Electrochemical migration (ECM) - a potential problem in confined multi-layered circuits with narrow connections - was investigated with respect to the heat treatment of silver (Ag) nanopaste screen-printed on polyimide (PI) substrates. The Ag nanopaste patterns were sintered for 30 min at various temperatures. When the sintering temperature was raised from 150 to 300 °C the Ag cluster size increased with volumetric shrinkage and the electrical resistivity decreased. ECM was evaluated by thermal humidity bias (THB) testing and water drop (WD) testing, which both showed that the Ag nanopaste sintered at higher temperatures was required longer time to bridge the adjacent Ag electrode by the ECM phenomenon.
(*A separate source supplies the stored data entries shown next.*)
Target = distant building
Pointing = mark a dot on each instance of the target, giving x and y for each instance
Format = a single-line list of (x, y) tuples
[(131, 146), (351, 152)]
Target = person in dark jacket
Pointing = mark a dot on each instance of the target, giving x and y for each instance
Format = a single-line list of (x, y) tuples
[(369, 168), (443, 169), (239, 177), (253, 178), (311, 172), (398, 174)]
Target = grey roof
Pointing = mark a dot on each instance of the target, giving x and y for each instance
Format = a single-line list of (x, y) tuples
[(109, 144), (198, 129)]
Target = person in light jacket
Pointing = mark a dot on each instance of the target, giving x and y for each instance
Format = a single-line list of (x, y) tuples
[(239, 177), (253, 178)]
Sintering at low temperatures led to the patterned surfaces showing larger surface areas, thereby expediting the increase of electrical resistivity and hastening short circuit during THB testing. Water drop testing revealed that ECM, and associated short-circuit failure by dendrite formation between the cathode and anode, decreased with increasing sintering temperature. The dendrites were analyzed by field emission scanning electron microscope and electron probe micro analysis. The metallic dendrites, consisting of Ag oxidation products, formed as a mixture of trunk- and lace-type structures: Ag combined with H2O or OH anions to form oxides.